Just yesterday, I was belly up on the floor in front of the door, and Orange Effer was watching me from a top the fence. All of a sudden I could feel his beady orange eyes upon me. It creeped me out! What kind of crazy effer watches someone while he sleeps? Only an Orange Effer. I flopped around like a fish out of water until I could finally roll over onto my feet and get up and give that effer something to feast his eyes upon: my fangs.

Monday, March 7, 2011

Princes of Shady Lane Park

There was a group of toy poodles in the park yesterday that fascinated me. There were 3 or 4 of these little white puffs of fur hopping and bouncing around in the park like it was THEIR park. I sat and observed for awhile and let them think they were the Little Princes of Shady Lane Park. As I sat there making my observations, I thought to myself, "Self, little white poodles aren't really dogs. In fact, their very breed calls them a toy so why should I not be allowed to go across the street and chew on them?"

I took off like a streak of white lightning, or maybe maple syrup, but whatever, I was making my way over to those toys to make one or two of them my new chew toy. Move over Aflac! I barked and growled until Brad grabbed me by the collar mid-stride and mid-bark.

I was heated. I was mad that Brad would stop me from taking what is rightfully mine, in what is rightfully MY park. I ignored Brad for as long as I possibly could, for about 1 minute to be exact. He needed to be punished for his actions. Then of course we made up. He scratched my ear, and I licked his hand. How could I be mad at the man who rubs my belly and takes me for nightly walks, and lets me lick his plate when he is done eating? Not even toy poodles, or effers alike, can come between me and Brad.

Thursday, March 3, 2011

Shamrock Effer

Brad was describing to Julie a new cat in the neighborhood. A big fat cat who waddled right by me in the park on our nightly walk. Brad described this effer to Julie as having green stripes. Keep in mind that Brad is color blind and the portly effer actually had brown stripes, but in this St. Patrick's Day season, we shall refer to him as Shamrock Effer. He is Shamrock Effer, because he is one lucky effer that I did not tie his tail into a knot and make a four leaf clover out of the end of it!

Wednesday, March 2, 2011

Orange Effer, Blowing in the Wind



My effer war rages on. Orange Effer is as deadly in his tactics as ever. He has taken to chasing critters in my backyard. You can imagine how I deal with such shenanigans.
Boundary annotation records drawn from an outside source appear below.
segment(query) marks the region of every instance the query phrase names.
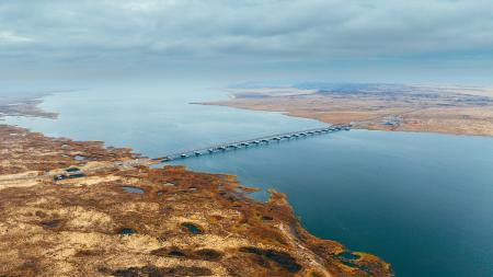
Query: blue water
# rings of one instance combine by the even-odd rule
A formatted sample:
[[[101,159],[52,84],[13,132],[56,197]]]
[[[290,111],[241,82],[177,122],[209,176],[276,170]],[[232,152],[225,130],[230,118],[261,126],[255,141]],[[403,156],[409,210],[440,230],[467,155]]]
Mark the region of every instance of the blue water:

I don't. I let loose my meanest, fiercest, and craziest bark I can. I am the Orange Effer of the dog world. Did I just say that? Yes I did, and I will tell you why. I have a lot of respect for my enemy. He is clever and annoying in a very precise way. He knows exactly which buttons of mine to push, and he pushes them with finesse. Who can deny his talent? Certainly not me. That being said, his orange ass is mine, and one day soon, I will take a big chunk out of it. Stay tuned.


The wind around here has been great. I love the wind. It heightens my senses and brings new and exciting vigor to my day. Julie doesn't like it because it jacks up her hair, and Brad doesn't like it because it goes right through his bones. My fur, however, looks magnificent blowing in the wind, and keeps me nice and cozy warm, so I say, bring on the wind!!!